His focus has not been on the traditional Carnival in TT, but rather on J’Ouvert in Point Fortin, which he takes to Plymouth for the Tobago old-time festival, Grenada, Guyana and Labor Day in the United States.
He said the timing could not have been worse as two weeks before J’Ouvert, a lot of money would have been expended, including money received as down payment or full payment for costumes, to import material.
“We made down payment to our service providers – DJs, music trucks, caterers, security – and these providers in turn would have begun their preparations as well.
“I am blindsided by this, because all assurances were given that the event was on. We were guaranteed measures would be put in place to prevent the spread of covid.

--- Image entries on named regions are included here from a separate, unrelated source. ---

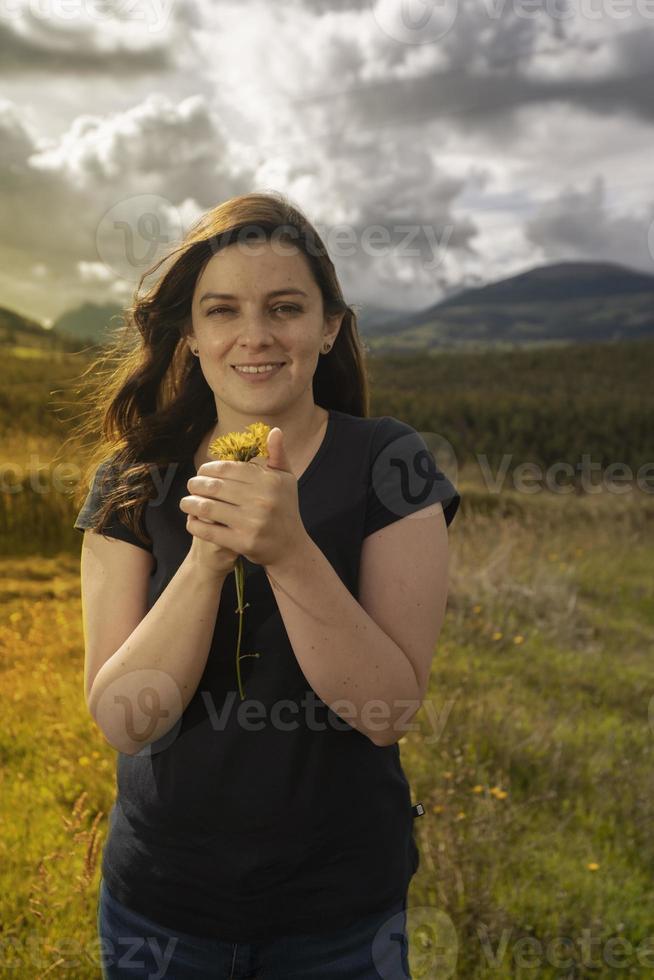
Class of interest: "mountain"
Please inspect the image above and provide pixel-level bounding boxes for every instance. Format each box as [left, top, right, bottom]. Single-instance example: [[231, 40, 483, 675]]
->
[[361, 262, 654, 353], [0, 306, 78, 355], [53, 303, 123, 343]]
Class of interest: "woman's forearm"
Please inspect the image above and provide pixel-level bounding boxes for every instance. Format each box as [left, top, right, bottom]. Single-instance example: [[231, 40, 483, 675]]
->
[[89, 554, 227, 755], [266, 535, 420, 745]]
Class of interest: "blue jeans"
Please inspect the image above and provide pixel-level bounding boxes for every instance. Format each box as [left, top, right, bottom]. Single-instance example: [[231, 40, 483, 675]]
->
[[97, 878, 411, 980]]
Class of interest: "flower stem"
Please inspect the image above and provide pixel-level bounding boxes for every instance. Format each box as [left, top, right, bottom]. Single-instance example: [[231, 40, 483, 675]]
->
[[234, 555, 249, 701]]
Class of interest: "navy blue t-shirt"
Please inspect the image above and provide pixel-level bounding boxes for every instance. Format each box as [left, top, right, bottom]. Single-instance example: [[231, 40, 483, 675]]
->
[[74, 409, 460, 943]]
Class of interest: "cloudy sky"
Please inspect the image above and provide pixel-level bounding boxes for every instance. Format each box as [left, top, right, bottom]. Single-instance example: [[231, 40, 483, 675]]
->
[[0, 0, 654, 322]]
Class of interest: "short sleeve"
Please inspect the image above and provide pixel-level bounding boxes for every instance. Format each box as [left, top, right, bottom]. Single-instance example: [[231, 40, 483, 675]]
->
[[73, 462, 152, 552], [364, 416, 461, 537]]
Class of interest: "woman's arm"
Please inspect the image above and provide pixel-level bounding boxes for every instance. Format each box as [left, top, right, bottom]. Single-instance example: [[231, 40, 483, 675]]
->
[[266, 504, 448, 745], [85, 552, 228, 755]]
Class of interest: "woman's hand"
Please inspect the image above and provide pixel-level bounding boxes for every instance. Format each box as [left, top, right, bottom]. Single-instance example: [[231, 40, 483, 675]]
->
[[179, 428, 307, 566]]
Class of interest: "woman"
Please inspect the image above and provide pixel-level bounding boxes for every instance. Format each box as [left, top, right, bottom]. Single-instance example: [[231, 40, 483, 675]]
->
[[75, 193, 460, 980]]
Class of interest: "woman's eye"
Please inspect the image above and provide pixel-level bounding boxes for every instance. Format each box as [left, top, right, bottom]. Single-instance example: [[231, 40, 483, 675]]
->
[[207, 303, 302, 316]]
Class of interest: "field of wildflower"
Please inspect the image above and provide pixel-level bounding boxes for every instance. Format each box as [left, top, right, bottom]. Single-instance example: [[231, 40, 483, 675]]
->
[[0, 342, 654, 980]]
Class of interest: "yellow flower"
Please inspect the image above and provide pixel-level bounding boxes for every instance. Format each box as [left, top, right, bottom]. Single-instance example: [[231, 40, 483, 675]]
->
[[209, 422, 270, 701], [209, 422, 270, 463]]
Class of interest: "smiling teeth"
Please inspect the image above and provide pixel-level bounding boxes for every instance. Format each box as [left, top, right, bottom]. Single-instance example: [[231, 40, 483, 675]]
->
[[234, 364, 281, 374]]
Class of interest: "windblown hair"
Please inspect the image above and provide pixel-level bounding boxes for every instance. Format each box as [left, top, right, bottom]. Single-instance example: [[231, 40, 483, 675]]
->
[[67, 192, 369, 545]]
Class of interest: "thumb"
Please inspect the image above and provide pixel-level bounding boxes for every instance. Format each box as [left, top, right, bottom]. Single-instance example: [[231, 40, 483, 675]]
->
[[266, 426, 293, 473]]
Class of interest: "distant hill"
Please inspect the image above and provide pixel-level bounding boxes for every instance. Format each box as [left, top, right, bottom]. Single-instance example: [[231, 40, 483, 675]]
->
[[0, 306, 79, 353], [53, 303, 123, 343], [361, 262, 654, 353]]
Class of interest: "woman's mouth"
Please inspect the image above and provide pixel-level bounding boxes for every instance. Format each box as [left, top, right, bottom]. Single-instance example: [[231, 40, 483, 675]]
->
[[232, 362, 285, 382]]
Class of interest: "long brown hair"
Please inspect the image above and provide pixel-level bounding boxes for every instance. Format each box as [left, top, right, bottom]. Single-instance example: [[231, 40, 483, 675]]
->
[[67, 192, 369, 545]]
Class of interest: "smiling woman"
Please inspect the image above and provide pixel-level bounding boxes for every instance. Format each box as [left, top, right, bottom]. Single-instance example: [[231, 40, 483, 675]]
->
[[70, 188, 460, 980]]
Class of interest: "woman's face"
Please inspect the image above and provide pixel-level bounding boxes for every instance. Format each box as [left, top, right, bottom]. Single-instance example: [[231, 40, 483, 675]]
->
[[189, 241, 342, 415]]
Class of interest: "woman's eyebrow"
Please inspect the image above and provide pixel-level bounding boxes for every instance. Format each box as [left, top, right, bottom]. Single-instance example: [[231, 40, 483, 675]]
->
[[200, 287, 309, 303]]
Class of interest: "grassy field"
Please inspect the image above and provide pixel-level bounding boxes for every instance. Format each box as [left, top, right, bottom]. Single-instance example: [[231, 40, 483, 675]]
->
[[0, 474, 654, 980]]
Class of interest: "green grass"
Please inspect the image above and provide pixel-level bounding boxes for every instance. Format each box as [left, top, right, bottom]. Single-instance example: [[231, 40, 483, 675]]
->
[[0, 494, 654, 980]]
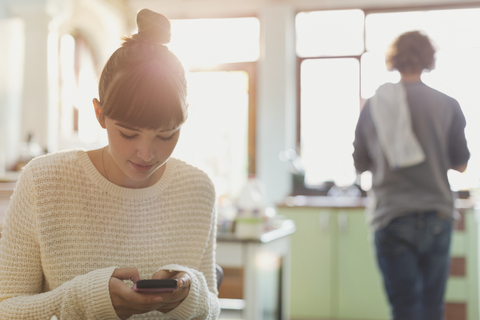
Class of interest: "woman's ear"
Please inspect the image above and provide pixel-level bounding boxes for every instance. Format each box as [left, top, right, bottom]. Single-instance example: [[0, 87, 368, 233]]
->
[[93, 98, 105, 129]]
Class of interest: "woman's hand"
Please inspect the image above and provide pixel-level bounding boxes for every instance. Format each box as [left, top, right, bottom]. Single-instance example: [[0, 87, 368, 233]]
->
[[152, 270, 191, 313], [109, 268, 169, 320]]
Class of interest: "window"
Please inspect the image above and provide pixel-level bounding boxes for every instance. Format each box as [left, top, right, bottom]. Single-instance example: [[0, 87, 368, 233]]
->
[[296, 8, 480, 190], [169, 18, 260, 199], [59, 33, 107, 149]]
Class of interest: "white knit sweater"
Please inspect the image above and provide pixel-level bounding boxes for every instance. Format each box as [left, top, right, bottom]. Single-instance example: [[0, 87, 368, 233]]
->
[[0, 150, 220, 320]]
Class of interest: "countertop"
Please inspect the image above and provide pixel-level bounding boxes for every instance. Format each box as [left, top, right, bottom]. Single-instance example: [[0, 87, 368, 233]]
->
[[277, 196, 476, 209], [217, 220, 296, 243]]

“We would have adhered to all health protocols, opening registration only to the fully vaccinated, understanding it was not business as usual, but life goes on and covid was not going anywhere.”
Davis said he has a substantial following in the US who come to TT for the annual celebration, which covid19 put on hold for the past two years.
Owing to uncertainty over covid in TT, he said he arranged a J’Ouvert celebration in New York on May 7, with the intention to livestream to TT.
“The powers that be asked me to bring the product to Point Fortin, (saying) we were having J’Ouvert, which I did – and this is the situation we are now faced with. This is why I believe they should assist us in recouping some of our losses, as we were not part of the decision-making process to cancel.”
He said he did not agree with the rationale for cancelling, saying he had the covid statistics on the number of deaths and infection for the past several months, :and there have been no major changes since the place started opening up.”
He said he believed there was “something more they are not telling us.”
But whoever took that decision, he said, “did not factor in the creation of the product that is Borough Day.”